In 1990, I joined the Department of Comparative Literature at Stanford. I was a founding faculty member of Stanford’s Program in Comparative Studies in Race and Ethnicity (CSRE), which was established in 1997. 

In 1994 I declined a visiting appointment at Harvard in order to accept a year’s fellowship leave at the Stanford Humanities Center.

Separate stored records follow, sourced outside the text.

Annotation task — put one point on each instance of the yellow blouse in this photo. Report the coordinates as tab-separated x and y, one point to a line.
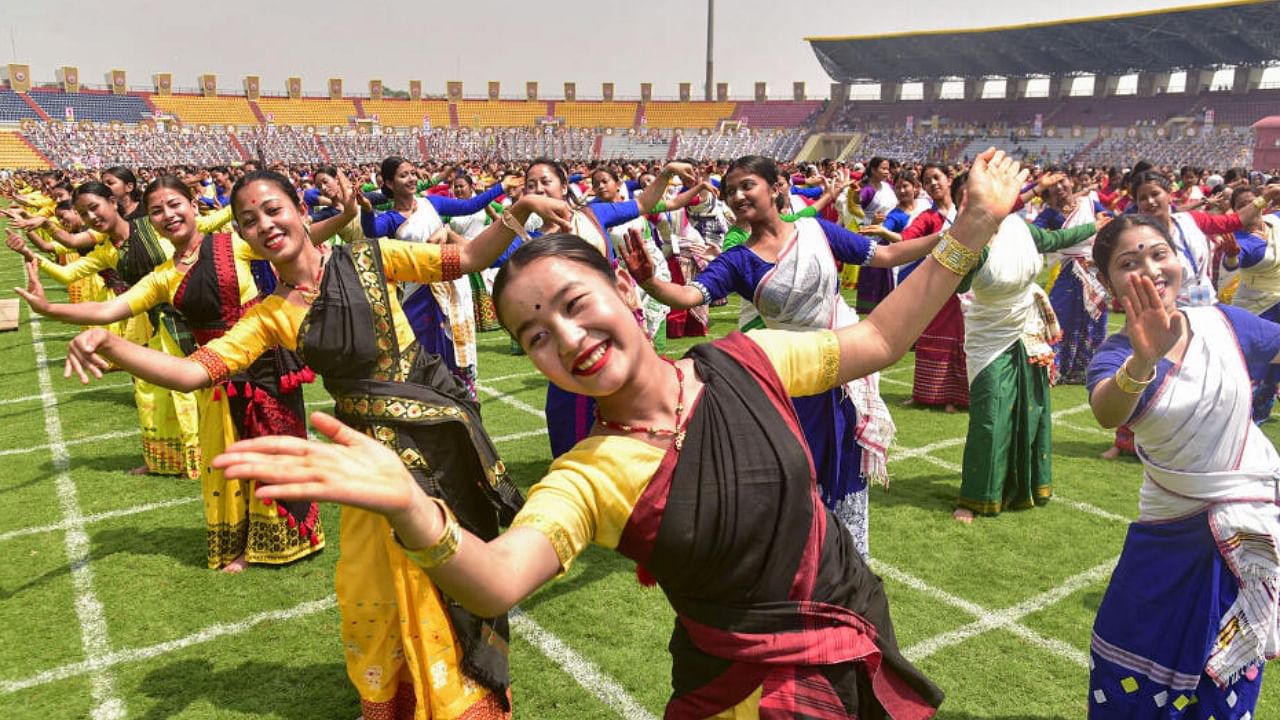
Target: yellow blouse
589	492
101	258
275	320
161	285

In 1998 I spent the fall term teaching courses on immigration, decolonization, and exoticism at the Stanford Program in Paris–I returned to teach courses in human rights in 2018, and participated in many political and intellectual events surrounding the fiftieth anniversary of Mai ’68. In autumn 2011 I taught at the Oxford campus and gave a series of talks at Wadham and Brasenose colleges, and at the Rothermere American Institute at Oxford.

In 2007 I was offered the Jackman Chair in Humanities and the Arts at the University of Toronto.

My public writing has appeared in The Washington Post, Jacobin, Truthout, The Nation, The Guardian, AlterNet, Salon, Al Jazeera, and other venues. All my blogs are on my website.

I am currently working on a second book for Haymarket, tentatively entitled, More Than Survival: Learning for the Future.

As an activist I am involved with the struggle for Palestinian rights, and other groups such as the Rohingya, Uyghurs, and Tibetans, the people of Kashmir, Indigenous peoples in general. I am part of the Organizing Collective of the US Campaign for the Academic and Cultural Boycott of Israel (USACBI), and the Campus Antifascist Network.